Manned exploration of outer space is a task of more distant future, says Russian Academy of Sciences member Yuri Semyonov, the head of the space rocket corporation Energiya in 1989-2006. Semyonov told the daily Izvestia in an interview the intention to explore the Moon or Mars should not be given up by no means. But for implementing such ambitious plans an orbital complex is to be created first and spacecraft assembled there. This may ease the risk of losing spacecraft. “If we had chosen that way, the Phobos failure would not have happened,” Semyonov said with certainty.

“What is the reason of the critical position of the space industry?” experts keep asking. “Chronic and gross under-financing in the 1990s caused top class specialists to seek fortune elsewhere. In fact, the industry is no more,” the chief of theGagarin Research and Development Center for the Training of Cosmonauts, Sergei Krikalyov, told the online periodical Free Press in an interview. “Back at the end of last century specialists warned that the Russian space industry would last no more than three-five years before eventual collapse. We have managed to retain our potential for ten years, in some fields, even for fifteen years. No more miracles.”

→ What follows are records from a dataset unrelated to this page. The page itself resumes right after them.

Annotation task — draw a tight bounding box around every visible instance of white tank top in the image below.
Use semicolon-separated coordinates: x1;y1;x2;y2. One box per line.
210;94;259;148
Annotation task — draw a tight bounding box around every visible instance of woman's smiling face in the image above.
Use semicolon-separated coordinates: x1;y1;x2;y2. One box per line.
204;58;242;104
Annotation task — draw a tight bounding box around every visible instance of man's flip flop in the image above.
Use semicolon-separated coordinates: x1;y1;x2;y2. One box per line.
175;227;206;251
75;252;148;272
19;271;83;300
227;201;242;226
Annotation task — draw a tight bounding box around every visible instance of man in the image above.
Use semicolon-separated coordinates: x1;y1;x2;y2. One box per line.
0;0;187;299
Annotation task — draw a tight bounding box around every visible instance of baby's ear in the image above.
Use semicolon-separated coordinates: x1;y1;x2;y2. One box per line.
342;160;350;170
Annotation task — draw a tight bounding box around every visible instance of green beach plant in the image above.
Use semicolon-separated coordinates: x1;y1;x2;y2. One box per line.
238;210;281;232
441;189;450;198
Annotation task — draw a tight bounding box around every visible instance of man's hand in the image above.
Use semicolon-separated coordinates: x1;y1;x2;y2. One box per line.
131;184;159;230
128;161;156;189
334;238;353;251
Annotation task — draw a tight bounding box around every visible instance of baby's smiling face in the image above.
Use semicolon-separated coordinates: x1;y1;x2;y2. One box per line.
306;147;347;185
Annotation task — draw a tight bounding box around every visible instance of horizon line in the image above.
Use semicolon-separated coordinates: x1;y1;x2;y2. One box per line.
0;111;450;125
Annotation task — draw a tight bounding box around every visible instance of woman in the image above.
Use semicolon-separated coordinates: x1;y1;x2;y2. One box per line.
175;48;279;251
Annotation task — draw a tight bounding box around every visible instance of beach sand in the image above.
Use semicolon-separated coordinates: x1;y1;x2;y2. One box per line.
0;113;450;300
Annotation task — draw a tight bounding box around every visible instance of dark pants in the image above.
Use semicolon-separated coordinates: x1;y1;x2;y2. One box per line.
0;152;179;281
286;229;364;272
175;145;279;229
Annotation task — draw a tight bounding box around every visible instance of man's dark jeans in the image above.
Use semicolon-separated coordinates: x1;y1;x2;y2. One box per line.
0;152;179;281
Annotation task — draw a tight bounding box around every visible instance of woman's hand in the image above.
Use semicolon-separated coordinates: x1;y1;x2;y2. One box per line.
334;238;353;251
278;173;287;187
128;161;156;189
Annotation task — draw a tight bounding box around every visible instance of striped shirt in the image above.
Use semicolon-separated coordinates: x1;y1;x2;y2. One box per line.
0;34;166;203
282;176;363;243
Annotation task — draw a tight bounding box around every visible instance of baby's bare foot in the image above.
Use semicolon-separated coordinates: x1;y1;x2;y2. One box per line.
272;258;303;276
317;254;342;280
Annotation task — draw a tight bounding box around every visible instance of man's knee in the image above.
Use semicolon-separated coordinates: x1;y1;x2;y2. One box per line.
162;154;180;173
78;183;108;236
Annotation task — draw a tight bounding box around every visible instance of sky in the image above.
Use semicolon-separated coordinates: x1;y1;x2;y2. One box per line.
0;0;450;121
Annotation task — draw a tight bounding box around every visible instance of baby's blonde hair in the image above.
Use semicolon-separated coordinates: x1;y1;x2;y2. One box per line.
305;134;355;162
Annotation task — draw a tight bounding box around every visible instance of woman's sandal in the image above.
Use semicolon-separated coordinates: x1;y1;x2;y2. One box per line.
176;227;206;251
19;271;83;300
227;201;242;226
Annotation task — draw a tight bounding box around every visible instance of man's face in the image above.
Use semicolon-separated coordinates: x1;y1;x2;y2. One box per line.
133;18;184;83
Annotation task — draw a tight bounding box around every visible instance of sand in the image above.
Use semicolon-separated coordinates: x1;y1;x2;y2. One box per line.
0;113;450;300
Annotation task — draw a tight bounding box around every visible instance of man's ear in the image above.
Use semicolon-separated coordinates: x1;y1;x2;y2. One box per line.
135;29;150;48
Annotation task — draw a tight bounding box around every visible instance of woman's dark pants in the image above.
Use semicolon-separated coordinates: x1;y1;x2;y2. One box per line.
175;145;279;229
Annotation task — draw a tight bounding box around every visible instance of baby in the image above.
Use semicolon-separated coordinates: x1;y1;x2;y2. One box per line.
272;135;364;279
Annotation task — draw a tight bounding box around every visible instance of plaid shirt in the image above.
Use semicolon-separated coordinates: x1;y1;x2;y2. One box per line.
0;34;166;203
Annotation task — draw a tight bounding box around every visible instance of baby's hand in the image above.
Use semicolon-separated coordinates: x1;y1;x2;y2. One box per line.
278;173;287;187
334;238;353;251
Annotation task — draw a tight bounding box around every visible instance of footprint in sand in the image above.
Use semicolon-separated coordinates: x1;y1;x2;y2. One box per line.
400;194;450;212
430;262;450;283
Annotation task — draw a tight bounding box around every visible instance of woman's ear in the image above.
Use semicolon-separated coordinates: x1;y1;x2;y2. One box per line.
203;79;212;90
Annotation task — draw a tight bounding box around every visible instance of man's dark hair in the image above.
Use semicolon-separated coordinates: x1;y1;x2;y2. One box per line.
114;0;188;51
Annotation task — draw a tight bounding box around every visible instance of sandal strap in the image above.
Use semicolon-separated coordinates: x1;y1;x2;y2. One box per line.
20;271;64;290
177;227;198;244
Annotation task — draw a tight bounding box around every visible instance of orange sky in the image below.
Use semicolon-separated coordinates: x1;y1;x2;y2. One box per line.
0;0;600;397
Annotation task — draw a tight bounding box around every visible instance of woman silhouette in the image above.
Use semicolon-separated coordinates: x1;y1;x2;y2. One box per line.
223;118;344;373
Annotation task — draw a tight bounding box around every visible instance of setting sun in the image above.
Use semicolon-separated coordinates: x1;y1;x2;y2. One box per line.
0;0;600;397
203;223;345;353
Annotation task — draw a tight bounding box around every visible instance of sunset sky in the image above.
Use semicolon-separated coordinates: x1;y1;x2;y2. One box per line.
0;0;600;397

“These days we see a well-expected recession. We are faced with the lack of well-drafted projects, which should have been launched many years ago, precisely when there was a shortage of financing.”

Today money has started pouring in. Wages for those involved in military programs have gone up, but civilian programs have been left unchanged. People do the same type of work, but they get paid differently.

“The average wage that I can promise job applicants is about 20,000 rubles (an equivalent of 700 dollars),” Krikalyov said. “As a result nobody is eager to come to take such jobs. Those who do come stay for a couple of years to gain experience and to leave elsewhere. Personnel drifting is appalling.”